Para los arqueólogos, este conjunto funerario no solo aporta información sobre la forma en que estas sociedades enfrentaban la muerte, sino que también ofrece pistas sobre su organización social, sus creencias espirituales y sus dinámicas comunitarias. La disposición de las tumbas indica que los entierros pudieron haberse realizado de manera colectiva, posiblemente asociados a linajes familiares o a personajes con un rol destacado dentro del grupo.
Una vez documentados y analizados, los restos fueron reenterrados en el mismo lugar, siguiendo criterios técnicos y éticos que priorizan el respeto por los vestigios humanos y su contexto original. Las tumbas fueron protegidas con materiales especiales que permitirán su conservación a largo plazo y la posibilidad de futuras investigaciones, sin afectar el desarrollo de la infraestructura educativa proyectada para la zona.
El impacto del hallazgo ha trascendido el ámbito científico. Para la comunidad de Cajamarca, este descubrimiento representa una oportunidad para reconocer y valorar su pasado ancestral, así como para fortalecer la identidad cultural del territorio.
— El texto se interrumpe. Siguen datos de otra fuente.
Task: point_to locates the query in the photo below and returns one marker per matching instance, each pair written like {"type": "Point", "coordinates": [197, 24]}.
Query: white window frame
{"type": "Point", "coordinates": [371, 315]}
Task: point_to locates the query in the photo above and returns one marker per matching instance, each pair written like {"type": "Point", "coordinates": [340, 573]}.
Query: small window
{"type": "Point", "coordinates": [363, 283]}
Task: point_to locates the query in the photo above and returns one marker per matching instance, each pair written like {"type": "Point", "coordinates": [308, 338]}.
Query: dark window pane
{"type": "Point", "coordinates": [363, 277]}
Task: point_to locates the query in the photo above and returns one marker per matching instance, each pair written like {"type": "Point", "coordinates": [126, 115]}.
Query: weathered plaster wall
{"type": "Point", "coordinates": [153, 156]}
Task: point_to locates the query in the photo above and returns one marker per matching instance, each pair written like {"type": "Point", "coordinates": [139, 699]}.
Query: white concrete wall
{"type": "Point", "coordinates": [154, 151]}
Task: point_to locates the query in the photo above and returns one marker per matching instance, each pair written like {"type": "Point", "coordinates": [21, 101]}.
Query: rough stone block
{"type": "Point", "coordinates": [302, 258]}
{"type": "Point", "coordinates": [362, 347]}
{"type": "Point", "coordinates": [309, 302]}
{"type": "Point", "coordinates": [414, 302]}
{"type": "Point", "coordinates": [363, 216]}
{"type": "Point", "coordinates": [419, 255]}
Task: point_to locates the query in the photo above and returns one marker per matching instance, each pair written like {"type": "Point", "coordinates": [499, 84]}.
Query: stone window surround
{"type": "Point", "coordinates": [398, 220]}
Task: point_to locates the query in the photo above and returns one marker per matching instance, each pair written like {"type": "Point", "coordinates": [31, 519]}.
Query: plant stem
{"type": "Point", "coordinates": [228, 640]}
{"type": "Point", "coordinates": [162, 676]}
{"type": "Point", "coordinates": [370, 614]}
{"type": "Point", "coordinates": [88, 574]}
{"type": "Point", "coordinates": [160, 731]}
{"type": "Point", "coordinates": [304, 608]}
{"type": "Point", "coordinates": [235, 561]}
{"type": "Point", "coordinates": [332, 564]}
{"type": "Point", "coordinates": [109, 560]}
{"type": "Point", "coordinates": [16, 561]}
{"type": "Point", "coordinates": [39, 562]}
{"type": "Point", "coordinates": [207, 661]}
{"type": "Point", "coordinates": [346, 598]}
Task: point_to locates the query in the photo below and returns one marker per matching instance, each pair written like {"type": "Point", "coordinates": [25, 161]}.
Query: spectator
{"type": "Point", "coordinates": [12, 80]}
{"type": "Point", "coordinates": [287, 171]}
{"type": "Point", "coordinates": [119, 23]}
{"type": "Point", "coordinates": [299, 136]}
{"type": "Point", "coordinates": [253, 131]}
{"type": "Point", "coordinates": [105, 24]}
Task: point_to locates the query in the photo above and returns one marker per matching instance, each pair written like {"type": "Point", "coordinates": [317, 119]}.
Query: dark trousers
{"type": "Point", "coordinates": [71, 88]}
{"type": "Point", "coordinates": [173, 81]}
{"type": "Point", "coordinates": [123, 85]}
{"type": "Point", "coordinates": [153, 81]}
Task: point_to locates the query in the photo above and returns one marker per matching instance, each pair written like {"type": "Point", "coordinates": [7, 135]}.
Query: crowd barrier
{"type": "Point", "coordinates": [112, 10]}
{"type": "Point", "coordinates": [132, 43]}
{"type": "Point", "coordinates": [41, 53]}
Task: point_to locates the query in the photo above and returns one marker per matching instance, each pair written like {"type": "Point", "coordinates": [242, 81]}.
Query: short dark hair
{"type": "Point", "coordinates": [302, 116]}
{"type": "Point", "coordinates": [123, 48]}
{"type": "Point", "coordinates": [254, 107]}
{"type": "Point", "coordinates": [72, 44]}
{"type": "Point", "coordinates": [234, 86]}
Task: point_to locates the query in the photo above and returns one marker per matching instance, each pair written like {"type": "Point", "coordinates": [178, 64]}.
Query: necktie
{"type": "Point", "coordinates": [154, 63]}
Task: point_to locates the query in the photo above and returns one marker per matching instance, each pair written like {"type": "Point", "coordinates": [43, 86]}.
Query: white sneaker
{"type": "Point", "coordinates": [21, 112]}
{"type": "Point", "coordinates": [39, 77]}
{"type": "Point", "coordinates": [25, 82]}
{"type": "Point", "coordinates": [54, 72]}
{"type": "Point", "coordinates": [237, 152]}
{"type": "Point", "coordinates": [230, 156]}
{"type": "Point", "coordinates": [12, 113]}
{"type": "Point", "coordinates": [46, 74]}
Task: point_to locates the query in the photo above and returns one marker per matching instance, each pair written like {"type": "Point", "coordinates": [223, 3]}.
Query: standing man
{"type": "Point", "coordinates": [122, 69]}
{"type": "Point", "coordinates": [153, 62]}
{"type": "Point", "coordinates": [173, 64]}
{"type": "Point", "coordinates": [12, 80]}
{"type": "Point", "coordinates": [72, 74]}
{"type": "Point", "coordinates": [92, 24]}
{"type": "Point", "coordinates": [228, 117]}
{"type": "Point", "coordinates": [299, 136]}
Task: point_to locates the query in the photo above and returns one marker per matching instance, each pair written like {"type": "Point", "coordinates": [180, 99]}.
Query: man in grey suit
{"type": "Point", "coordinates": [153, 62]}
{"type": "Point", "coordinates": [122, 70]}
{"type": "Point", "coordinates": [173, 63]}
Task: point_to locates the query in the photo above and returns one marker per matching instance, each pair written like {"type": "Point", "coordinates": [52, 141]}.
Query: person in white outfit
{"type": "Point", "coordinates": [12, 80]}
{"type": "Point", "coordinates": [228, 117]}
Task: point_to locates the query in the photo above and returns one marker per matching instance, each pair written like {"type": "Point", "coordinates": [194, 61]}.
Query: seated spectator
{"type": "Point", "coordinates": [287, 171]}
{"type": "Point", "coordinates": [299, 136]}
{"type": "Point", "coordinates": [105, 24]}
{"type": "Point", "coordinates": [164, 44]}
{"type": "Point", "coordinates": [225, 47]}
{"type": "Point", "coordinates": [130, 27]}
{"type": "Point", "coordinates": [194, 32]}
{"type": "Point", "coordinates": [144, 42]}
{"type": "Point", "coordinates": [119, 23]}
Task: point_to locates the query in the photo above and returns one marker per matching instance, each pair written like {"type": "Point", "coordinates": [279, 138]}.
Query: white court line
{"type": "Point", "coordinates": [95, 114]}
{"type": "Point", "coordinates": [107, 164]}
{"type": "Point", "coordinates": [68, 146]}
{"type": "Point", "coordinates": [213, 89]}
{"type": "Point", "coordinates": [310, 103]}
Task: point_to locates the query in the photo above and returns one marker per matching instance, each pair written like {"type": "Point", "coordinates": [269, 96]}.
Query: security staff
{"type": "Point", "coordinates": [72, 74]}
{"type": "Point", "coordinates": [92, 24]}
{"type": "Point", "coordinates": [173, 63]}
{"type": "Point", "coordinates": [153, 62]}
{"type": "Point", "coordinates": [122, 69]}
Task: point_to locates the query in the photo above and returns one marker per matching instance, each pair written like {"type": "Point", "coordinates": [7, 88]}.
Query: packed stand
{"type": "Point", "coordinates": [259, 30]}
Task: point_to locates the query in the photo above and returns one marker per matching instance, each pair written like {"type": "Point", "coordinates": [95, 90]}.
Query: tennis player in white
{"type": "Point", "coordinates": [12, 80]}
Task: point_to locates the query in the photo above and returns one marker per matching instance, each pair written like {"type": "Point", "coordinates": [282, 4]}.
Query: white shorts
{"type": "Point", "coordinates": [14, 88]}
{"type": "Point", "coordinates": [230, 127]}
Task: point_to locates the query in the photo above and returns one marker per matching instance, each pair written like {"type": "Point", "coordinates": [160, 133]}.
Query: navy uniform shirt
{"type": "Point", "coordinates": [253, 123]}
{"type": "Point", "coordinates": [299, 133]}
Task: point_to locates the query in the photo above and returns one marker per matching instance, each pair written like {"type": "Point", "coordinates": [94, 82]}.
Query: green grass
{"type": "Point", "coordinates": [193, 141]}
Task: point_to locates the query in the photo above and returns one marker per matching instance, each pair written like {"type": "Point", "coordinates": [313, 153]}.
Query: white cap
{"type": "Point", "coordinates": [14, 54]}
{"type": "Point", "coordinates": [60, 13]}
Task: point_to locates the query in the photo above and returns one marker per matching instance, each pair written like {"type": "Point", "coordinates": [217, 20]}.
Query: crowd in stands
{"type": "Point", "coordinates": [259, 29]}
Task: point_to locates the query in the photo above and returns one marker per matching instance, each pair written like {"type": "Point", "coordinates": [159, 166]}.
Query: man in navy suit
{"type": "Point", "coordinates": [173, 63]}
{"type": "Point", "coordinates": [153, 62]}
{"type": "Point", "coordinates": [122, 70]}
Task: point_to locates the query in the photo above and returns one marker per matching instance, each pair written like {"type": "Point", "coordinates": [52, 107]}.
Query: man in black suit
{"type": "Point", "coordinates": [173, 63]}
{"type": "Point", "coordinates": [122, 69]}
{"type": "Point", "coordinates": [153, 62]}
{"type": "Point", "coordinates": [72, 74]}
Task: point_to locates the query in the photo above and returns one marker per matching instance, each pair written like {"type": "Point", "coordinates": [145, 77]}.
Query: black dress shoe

Desde el sector educativo se ha planteado la posibilidad de incorporar estos hallazgos en procesos pedagógicos, con el fin de que niños y jóvenes conozcan la historia profunda del lugar que habitan.
Este descubrimiento en el Tolima se suma a otros hallazgos recientes que confirman la riqueza arqueológica de Colombia y la necesidad de protegerla. Bajo el suelo de muchas regiones del país yacen aún historias no contadas que permiten comprender mejor quiénes fueron los primeros pobladores y cómo construyeron sus formas de vida. Las tumbas prehispánicas de Cajamarca son una prueba de que el pasado sigue presente y de que cada obra en el territorio puede convertirse, inesperadamente, en un puente hacia nuestra memoria más antigua.